Cuando en 1857 estuve en la Habana, la volanta era el único vehículo usado, pero ahora, se ven carruajes de todas clases y estilos, de tan bella y sorprendente apariencia como los mejores que ruedan en nuestro “Central Park.”
Pero la volanta o el quitrín de lujo es, par excellence, otra cosa, y cualquiera que inocentemente la ordene a un establo sin antes inquirir por su precio, tendrá motivos de arrepentirse. Sin embargo, cuando ve estos vehículos tirados por dos buenos caballos, el calesero enfundado en una pasmosa librea roja, cubierto de galones de oro, con altas botas que le llegan casi hasta la cintura, y los caballos con arneses que reflejan el sol en un centenar de hebillas plateadas, campanillas y borlas, empieza a tener una idea de que todo esto debe costar algo caro y que debe pagarlo.
En los paraderos ocasionalmente también se ven carruajes de dos caballos, usualmente muy confortables, birlochos, que acostumbran utilizar partidas de cuatro o cinco personas para dar unas vueltas por el Paseo.
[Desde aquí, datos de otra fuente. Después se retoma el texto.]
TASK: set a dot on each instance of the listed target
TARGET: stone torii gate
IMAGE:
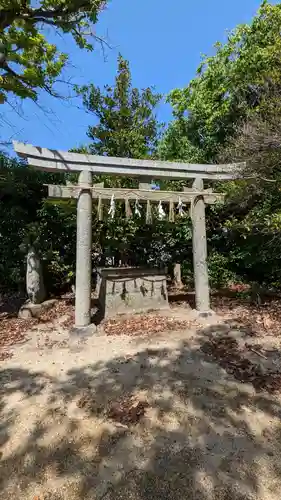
(146, 170)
Los establos de alquiler igualmente proporcionan hermosos carruajes de la misma clase, que, como las volantas de dos caballos, basta solicitarlos en los hoteles, pues éstos generalmente tienen algún establo particular al que piden los carruajes. Los precios en todos los casos son bastante altos.
Para el uso de una volanta de dos caballos, por la tarde —digamos de cuatro a siete,—cobran lo menos ocho pesos y medio; el alquiler de un carruaje de dos caballos para cuatro personas, cuesta casi lo mismo. Sé de un caso que se pagaron veinticinco pesos para ir en un carruaje a cierto lugar del campo y volver en el mismo día. Si se alquila un carruaje de los estacionados en los paraderos, los precios son mucho más económicos, y llenan del mismo modo el objetivo de ver la ciudad, a menos que se desee ir al Paseo mezclándose entre los lujosos carruajes que por él ruedan.
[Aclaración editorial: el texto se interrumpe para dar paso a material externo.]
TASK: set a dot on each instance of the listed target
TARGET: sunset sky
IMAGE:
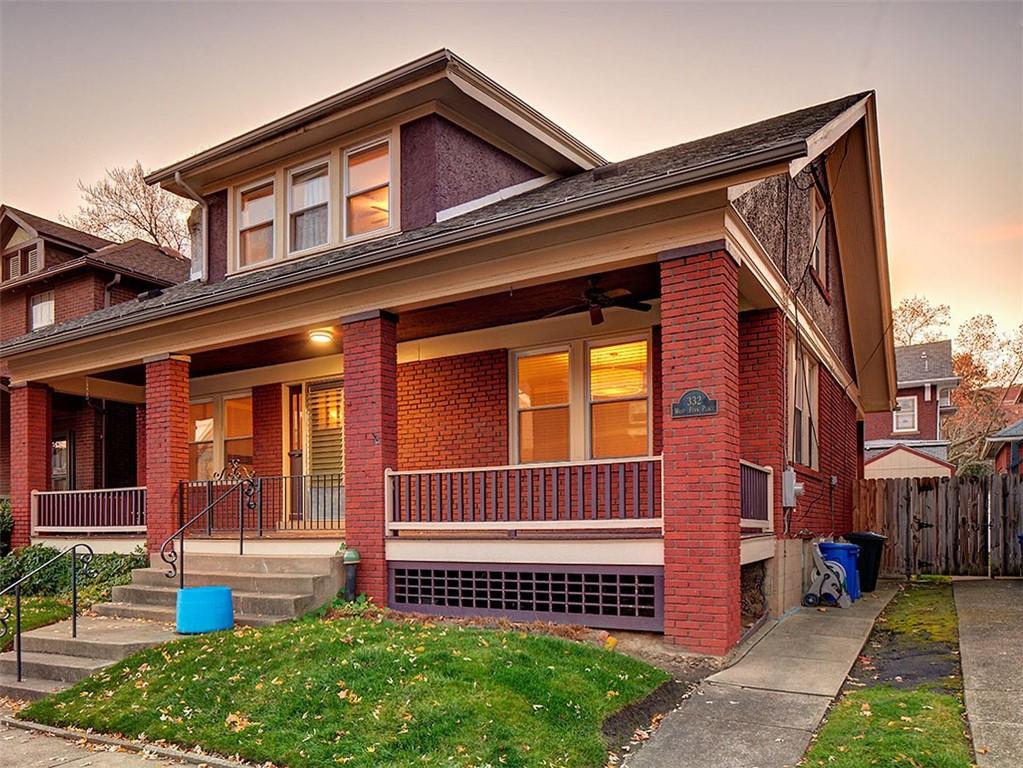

Aconsejamos al pasajero extranjero que no pregunte nunca “¿Cuánto?” al cochero, al terminar la carrera, pues da motivo a que éste le suponga desconocedor de la tarifa y a que le pida el doble; en cambio, si al salir del vehículo le abonáis el importe exacto, lo cogerá sin objetar nada. Dadle, sin embargo, la oportunidad de creer que sois un recién llegado, y protestará ruidosamente, por todos los santos del calendario y de la manera más excitada, de que lo que dais no cubre el importe y que le estáis robando.
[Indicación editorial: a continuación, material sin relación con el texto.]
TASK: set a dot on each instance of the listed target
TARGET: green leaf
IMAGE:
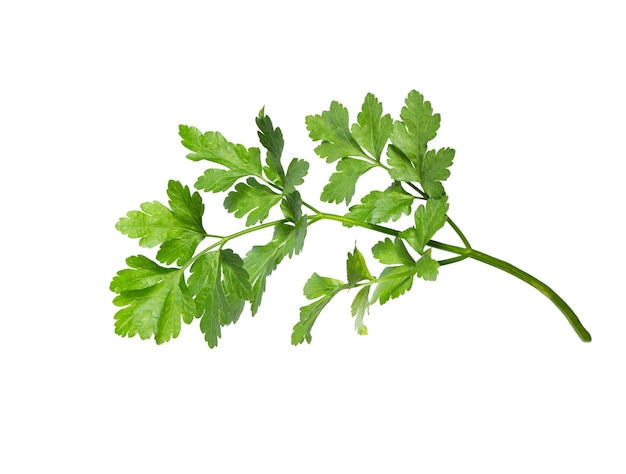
(381, 206)
(220, 285)
(427, 267)
(272, 139)
(317, 286)
(262, 260)
(212, 146)
(393, 282)
(343, 182)
(356, 268)
(420, 122)
(253, 198)
(392, 252)
(320, 287)
(308, 316)
(435, 169)
(296, 172)
(291, 206)
(410, 137)
(154, 300)
(402, 168)
(429, 219)
(360, 305)
(179, 229)
(373, 129)
(333, 129)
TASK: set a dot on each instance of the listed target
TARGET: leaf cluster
(215, 284)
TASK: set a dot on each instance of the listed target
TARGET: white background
(476, 372)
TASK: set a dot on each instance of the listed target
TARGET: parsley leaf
(296, 172)
(262, 260)
(253, 198)
(272, 139)
(373, 129)
(359, 306)
(155, 299)
(178, 230)
(220, 285)
(212, 146)
(320, 287)
(393, 282)
(435, 169)
(342, 184)
(429, 219)
(333, 129)
(409, 140)
(419, 125)
(381, 206)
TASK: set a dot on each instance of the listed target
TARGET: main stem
(468, 252)
(569, 314)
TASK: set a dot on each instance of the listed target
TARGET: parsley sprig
(215, 284)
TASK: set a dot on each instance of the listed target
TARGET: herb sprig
(215, 284)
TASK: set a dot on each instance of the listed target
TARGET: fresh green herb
(215, 284)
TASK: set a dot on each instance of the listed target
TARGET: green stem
(522, 275)
(469, 252)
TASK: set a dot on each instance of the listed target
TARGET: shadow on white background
(476, 372)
Los cocheros son lo mismo en todas las partes del mundo. Todavía no he olvidado un divertido episodio que tuvo lugar al abandonar la Habana en mi primer viaje. Un cochero me había conducido, temprano por la mañana, a la estación, y después de haber arreglado con él, le di el doble en atención a haber puesto los baúles en el coche.
Este proceder tan poco usual, le hizo pensar que era novicio, y en seguida me pidió el doble de lo que le había dado. Cortésmente me negué, alegando que precisamente le había pagado el doble de lo que valía. Juró y perjuró que quería robarle, produciendo una escena que nos sirvió de diversión a los mirones y a mí, que no pude menos que reírme en la cara del hombre por su osada desfachatez, lo que le enfureció tanto, que me devolvió airado el dinero, jurando que prefería no cobrar nada.
Le di las gracias muy cortésmente, y, con la mayor seriedad, le dije que bebería algo a su salud, y saludándole atentamente con el sombrero, le dije adiós. Había ya mostrado mi boleto y me disponía a subir al tren, cuando el hombre, abandonando su aspecto de furia, llegóse a mí, tendiéndome la mano, y exclamando:
—¡Ah, es usted un americano; déme lo que le plazca!
Le di el mismo dinero que se había negado antes a tomar, y exclamó, con una sonrisa:
—Buen viaje, señor.
Cinco minutos antes, cualquiera que le hubiera visto jurando y lamentándose, habría reído que realmente sentía lo que decía.